Он быстро пошел по улице.

Марфа Петровна смотрела на него из окошка, пока ей видно было. Сколько жизни и радости, сколько нетерпенья и веселья у него на лице играло! «Дитя мое!» – проговорила она. Этим словом много, много добра просилось на его голову.

А Григорий Гаврилович дошел до самого малимоновского дома – Настя не встречает. Он постоял в переулке, прошел его из конца в конец и опять воротился – все нет еще Насти. Он прошел в хорошаевский сад, где вчера он стоял и говорил с нею, – может, она там ждет его; сад весь насквозь был виден, листья с деревьев облетели; свет и солнце пронизывались всюду – нет Насти. Да пока он тут, может, она идет теперь прямо к ним; он поспешил домой – ее нет. В нетерпеньи он опять выходил уже из дому и встретил в дверях Меласю.

– Слава богу! – сказала Мелася. – А я вас ищу. Ах, бедная панночка, несчастная панночка!

– Она жива? – спросил Григорий Гаврилович.

У него в глазах помутилось, и сердце упало.

– Что такое случилось, Мелася? – спросила Марфа Петровна.

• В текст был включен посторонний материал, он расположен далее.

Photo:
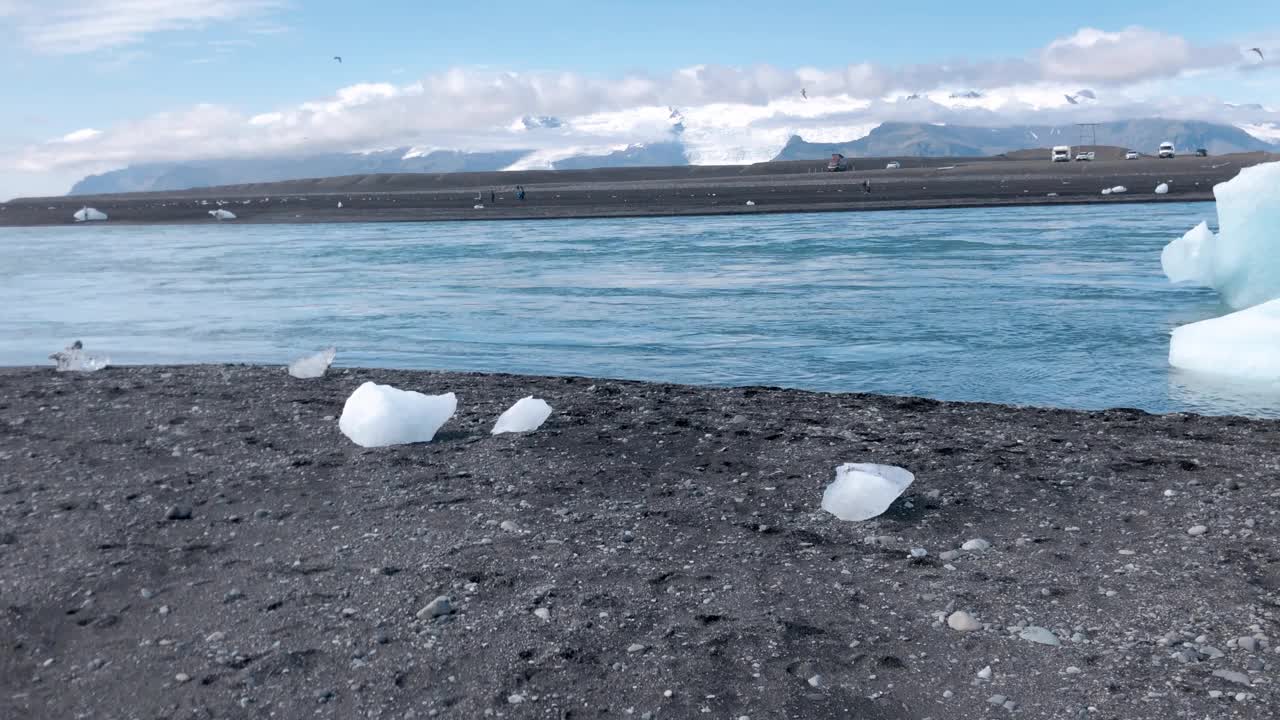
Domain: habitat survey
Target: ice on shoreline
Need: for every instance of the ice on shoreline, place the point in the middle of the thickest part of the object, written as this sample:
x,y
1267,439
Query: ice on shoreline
x,y
1243,345
1242,261
380,415
312,365
863,491
526,415
73,359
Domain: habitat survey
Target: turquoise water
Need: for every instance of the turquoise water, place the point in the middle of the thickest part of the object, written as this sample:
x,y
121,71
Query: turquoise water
x,y
1060,306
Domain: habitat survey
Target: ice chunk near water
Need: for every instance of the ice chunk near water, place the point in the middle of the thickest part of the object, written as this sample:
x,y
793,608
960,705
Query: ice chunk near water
x,y
1187,259
379,415
73,359
863,491
88,214
1243,345
312,365
1243,259
526,415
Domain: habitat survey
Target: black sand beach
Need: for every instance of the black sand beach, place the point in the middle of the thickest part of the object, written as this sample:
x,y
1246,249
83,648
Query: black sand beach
x,y
772,187
202,542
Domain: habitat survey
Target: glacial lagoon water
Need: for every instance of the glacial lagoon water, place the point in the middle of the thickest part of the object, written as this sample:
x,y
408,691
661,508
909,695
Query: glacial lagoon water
x,y
1054,306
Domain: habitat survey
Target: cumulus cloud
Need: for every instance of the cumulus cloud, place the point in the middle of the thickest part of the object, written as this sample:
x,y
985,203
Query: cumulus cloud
x,y
1130,55
731,114
68,27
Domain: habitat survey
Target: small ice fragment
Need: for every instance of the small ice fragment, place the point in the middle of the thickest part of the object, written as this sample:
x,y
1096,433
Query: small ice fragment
x,y
863,491
88,214
73,359
526,415
1188,259
379,415
1242,345
312,365
1037,634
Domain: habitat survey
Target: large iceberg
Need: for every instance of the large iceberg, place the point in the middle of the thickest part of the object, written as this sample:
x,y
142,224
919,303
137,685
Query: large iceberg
x,y
1243,345
863,491
1242,261
379,415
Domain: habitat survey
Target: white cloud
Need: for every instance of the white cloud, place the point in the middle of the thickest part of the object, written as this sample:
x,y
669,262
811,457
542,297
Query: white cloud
x,y
730,114
68,27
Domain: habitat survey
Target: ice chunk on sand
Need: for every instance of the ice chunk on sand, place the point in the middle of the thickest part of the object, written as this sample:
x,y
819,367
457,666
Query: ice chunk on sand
x,y
1243,259
526,415
88,214
76,360
863,491
1187,259
379,415
312,365
1242,345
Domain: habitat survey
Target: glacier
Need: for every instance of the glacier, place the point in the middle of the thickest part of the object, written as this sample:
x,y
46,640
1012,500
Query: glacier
x,y
1242,261
1244,345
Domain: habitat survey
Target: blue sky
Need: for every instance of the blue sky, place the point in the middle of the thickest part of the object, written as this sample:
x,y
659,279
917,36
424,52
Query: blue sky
x,y
97,64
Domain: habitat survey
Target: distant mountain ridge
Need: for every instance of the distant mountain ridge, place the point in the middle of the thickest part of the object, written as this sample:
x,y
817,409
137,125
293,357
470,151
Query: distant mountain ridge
x,y
888,140
915,140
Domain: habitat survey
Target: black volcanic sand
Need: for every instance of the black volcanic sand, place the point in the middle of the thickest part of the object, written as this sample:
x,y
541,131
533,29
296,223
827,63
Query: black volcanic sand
x,y
202,542
775,187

– Жива она? – вскрикнул Григорий Гаврилович.

– Жива, жива, бедняжка, – отвечала Мелася, – да что это за жизнь, когда ее заперли под замок, стерегут как преступницу, хотят отдать силой замуж за старого Копыту!

– Что ты, что ты, Мелася! – сказала Марфа Петровна. – Это неправда!

– Это неправда! – сказал Григорий Гаврилович. – Скорей говори!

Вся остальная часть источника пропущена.